In October 2019, Korea Biz Wire reported that all slogans and imagery were eventually removed from the bridge, and replaced with a new fence in December 2016:

Slogans printed on the guardrail that runs along the pedestrian walkway at Seoul’s Mapo Bridge to help people think twice about committing suicide have all been taken down, seven years after they were originally installed … all of the slogans inscribed on the guardrail at Mapo Bridge were removed on October 8 and 9 [2019].

The anti-suicide slogans were first inscribed on the bridge in 2012 as part of the ‘Bridge of Life’ campaign launched by the city and Samsung Life Insurance Co.

[…]

“A new fence was installed in December 2016 to prevent people from jumping off the bridge, which has further deprived the slogans of any use. In many cases, the remaining slogans only seemed to confuse people,” said a city official.

Between 2014 and 2018 … a total of 846 people jumped off the bridge, with 24 people killed, during this period.
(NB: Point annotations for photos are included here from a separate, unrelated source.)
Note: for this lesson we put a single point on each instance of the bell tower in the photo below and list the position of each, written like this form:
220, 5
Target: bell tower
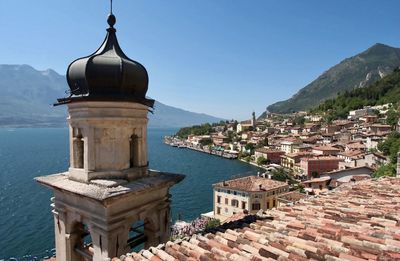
108, 201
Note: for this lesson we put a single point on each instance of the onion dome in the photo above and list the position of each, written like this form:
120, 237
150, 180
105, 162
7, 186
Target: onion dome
107, 75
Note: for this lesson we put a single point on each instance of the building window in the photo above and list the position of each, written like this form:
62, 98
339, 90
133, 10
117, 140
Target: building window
256, 206
133, 149
234, 203
78, 149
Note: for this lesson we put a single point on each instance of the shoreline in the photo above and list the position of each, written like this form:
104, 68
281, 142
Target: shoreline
178, 143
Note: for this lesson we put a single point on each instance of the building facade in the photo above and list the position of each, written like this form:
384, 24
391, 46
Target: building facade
248, 194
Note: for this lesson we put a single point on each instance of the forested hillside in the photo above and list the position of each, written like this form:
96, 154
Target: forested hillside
386, 90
We were unable to find any information about other factors that may have contributed to the overall suicide rate in that particular location, and in general, causes for suicide or attempted suicide are complex and individuated.

Summary

Although the claim presented in the Reddit post was more complex than it appeared, the basic facts presented were true. In late 2012, Samsung Life Insurance was one of a few parties which endeavored to reduce the rate of suicide on South Korea’s Mapo Bridge by installing positive and inspirational messages. Initial reports claimed the rate of suicide dropped by 77 percent, but later reporting indicated the rate of suicide on Mapo Bridge had, as of early 2014, increased rather than decreased. As of October 2019, all traces of the “Bridge of Life” initiative were gone, replaced with a fence.